- Varagol
- Coordinates: 36°16′11″N 45°30′45″E﻿ / ﻿36.26972°N 45.51250°E
- Country: Iran
- Province: West Azerbaijan
- County: Sardasht
- District: Rabat
- Rural District: Gavork-e Sardasht

Population (2016)
- • Total: 426
- Time zone: UTC+3:30 (IRST)

= Varagol, West Azerbaijan =

Village in West Azerbaijan province, Iran

Varagol (ورگل) (Note: Also romanized as Vargel; also known as Vargīl) is a village in Gavork-e Sardasht Rural District of Rabat District in Sardasht County, West Azerbaijan province, Iran.

==Demographics==
===Population===
At the time of the 2006 National Census, the village's population was 423 in 79 households, when it was in Melkari Rural District (Note: Renamed Melkari-ye Gharbi Rural District) of Vazineh District. (Note: Renamed the Central District of Mirabad County) The following census in 2011 counted 399 people in 107 households. The 2016 census measured the population of the village as 426 people in 98 households.

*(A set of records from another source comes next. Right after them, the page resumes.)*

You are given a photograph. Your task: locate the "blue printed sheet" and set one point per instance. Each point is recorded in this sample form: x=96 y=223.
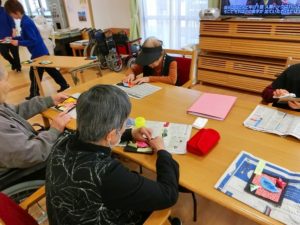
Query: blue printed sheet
x=236 y=177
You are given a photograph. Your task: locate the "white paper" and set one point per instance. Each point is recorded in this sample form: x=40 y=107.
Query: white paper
x=273 y=121
x=175 y=135
x=140 y=91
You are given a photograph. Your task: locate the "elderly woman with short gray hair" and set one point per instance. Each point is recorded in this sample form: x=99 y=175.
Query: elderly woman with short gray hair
x=86 y=185
x=20 y=145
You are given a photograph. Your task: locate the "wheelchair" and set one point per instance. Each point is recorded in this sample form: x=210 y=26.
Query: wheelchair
x=19 y=183
x=128 y=49
x=102 y=46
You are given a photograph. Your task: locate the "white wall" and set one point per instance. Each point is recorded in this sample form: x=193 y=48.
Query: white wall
x=111 y=13
x=72 y=8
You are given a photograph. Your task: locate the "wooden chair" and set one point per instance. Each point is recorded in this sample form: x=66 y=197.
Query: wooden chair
x=186 y=66
x=156 y=218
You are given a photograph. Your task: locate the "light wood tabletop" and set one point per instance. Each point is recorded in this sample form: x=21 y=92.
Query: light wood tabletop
x=67 y=62
x=200 y=174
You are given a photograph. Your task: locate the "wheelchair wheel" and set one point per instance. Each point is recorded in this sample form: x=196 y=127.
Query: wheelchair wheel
x=130 y=62
x=20 y=191
x=118 y=64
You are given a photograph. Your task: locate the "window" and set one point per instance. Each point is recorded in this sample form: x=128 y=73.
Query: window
x=36 y=7
x=175 y=22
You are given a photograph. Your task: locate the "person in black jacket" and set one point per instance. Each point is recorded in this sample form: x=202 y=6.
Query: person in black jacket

In 2020, Gavork-e Sardasht Rural District was separated from the Central District in the formation of Rabat District and Varagol was transferred to the rural district. In 2022, Vazineh District was separated from the county in the establishment of Mirabad County and renamed the Central District. Melkari Rural District was transferred to the new Zab District and renamed Melkari-ye Gharbi Rural District.